Writing

The First Few Days of Christmas

(originally written- Dec, ‘22)

it’s the first few days of Christmas, and I’m in Madrid, Spain. Never in a million years would I have predicted the way these past few days have played out but still I have been trying to hold space in my heart for gratitude.

this is not a post to share with you the wisdom I have now attained from a challenging experience, not quite. I’m going through it, I’m trying to make sense of it all. I’m trying to hope that there is a meaning to all that is happening. I feel that there is, but its vision is blurry, like trying to remember a distant dream.

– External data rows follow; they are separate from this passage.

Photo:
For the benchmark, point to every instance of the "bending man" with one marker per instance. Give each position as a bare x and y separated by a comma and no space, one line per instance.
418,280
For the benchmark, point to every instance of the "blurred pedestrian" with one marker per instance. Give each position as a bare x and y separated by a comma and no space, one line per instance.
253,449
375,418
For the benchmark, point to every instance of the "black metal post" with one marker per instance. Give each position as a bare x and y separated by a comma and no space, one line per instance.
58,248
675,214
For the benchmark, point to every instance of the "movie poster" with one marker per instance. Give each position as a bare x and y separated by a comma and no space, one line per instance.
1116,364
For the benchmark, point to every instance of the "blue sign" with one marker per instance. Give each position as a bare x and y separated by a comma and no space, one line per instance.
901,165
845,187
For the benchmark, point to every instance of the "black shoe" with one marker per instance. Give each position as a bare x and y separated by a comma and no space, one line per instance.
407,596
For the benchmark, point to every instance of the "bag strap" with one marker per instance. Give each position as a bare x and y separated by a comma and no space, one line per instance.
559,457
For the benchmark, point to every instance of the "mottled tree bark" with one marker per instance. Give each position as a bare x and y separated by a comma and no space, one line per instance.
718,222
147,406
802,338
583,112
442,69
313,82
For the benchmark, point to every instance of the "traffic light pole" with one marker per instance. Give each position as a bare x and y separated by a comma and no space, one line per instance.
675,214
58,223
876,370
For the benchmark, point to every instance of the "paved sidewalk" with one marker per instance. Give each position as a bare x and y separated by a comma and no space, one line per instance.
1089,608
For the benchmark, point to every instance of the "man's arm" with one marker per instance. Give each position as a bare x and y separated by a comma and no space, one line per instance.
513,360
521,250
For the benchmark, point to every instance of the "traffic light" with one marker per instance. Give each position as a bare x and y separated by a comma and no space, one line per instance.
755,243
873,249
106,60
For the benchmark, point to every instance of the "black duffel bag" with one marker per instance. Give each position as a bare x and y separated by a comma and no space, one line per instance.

what does feel evident is the sense of being-ness this period has gifted me. Things falling apart. And it has been humbling to let go of all that we had planned for what this season would be like in our lives.

i was initially very resistant. I did not want to accept or believe the situation we’ve been in. If I’m to be honest, I have been quite resistant to all the turns and changes and challenging periods 2022 has come with. I keep trying to squeeze out meaning, I keep re-planning the purpose. I tell myself, it’s hard now but it’s all for this goal so it’s okay, I just have to hang in there.

but in this period, I just feel melted. Because the reason for everything happening doesn’t feel evident, and I feel tired of trying to make sense of it all. As I let go of trying to explain my life to myself with a positive perspective, I feel relief. I feel a sense of being-ness. It feels like forever since I just let myself be. Accept the truth and not try to fast-forward through pain to reach the reason for the pain. And in being, in allowing myself to try to be in it, to try to let go of planning for the future, I somehow feel human again. I feel in touch with myself. That girl that just allowed life to happen to her.

somehow getting into the culture of manifesting, and creating the life you want and not getting lost in the challenges but instead staying positive, has made me lose touch with reality. It has also made me think that the joy comes in seeing your manifestations come to pass, but I don’t know if that’s really where the joy lies. The more I move through this reason, the more I feel that perhaps I’m not just on earth to create my perfect life and to be intentional about my manifestations, perhaps I just want to feel human. I just want to feel. I want to love, and I want to feel loved. I want to help those in pain, I want people to feel better. I want humanity to hurt less. As I write these words, I feel human again. Getting off the treadmill of focusing so much on myself, and my creations for my life, and how much pressure that has been putting on me to produce and create the perfect life.

the truth is, I don’t know what the perfect life is. I only know feelings that feel true, and moments in which I have these feelings. And sometimes, these true moments don’t come from moments or experiences I thought would create them.

being in Madrid has helped me feel human. Having to drop all I had planned, all of it, and fall into love and care for other people outside of me, has made me feel human again. In helping another I find that I am being helped. Isn’t this funny how this works out? And all along, I had a list of things I thought would induce this feeling I’ve so deeply craved for some time without even realizing it.

i find now that what I desire is feelings, essences, and flavours of emotions that I long to feel because they feel true. I long to live a life that just feels true. That feels real. That is innocently allowing for mystery (I can’t put this feeling quite in words, but I feel it). It’s not about what we think will induce these feelings, but it is in allowing oneself to flow through life, even when it’s hard that we realise these feelings that we never even knew we desired. Isn’t this the beauty of it all? Life gives you what you need, whether or not you actively try to manifest it if you just allow yourself to flow.

being in Madrid these days feels homey. I didn’t expect this, but I feel open. I feel raw. I feel here. As I move through the heavy emotions of this period, I recognize that this city I once pushed vehemently against, and an experience I tried my best to avoid, is somehow leaving an imprint on me that I feel I will never forget.

i looked out the window the other day from our apartment, and I saw this Christmas tree lit up. It just all felt surreal. And seeing this Christmas tree brought me hope and a sense of delight in that moment. Now every night, I look out the window to see if they have their tree lit up. And then I stare up at the moon, and I feel here.

as I continue on through this period, I ask for grace, patience and strength. I ask for perspective and for surrender. I ask that all be well. I’m thankful that all is well.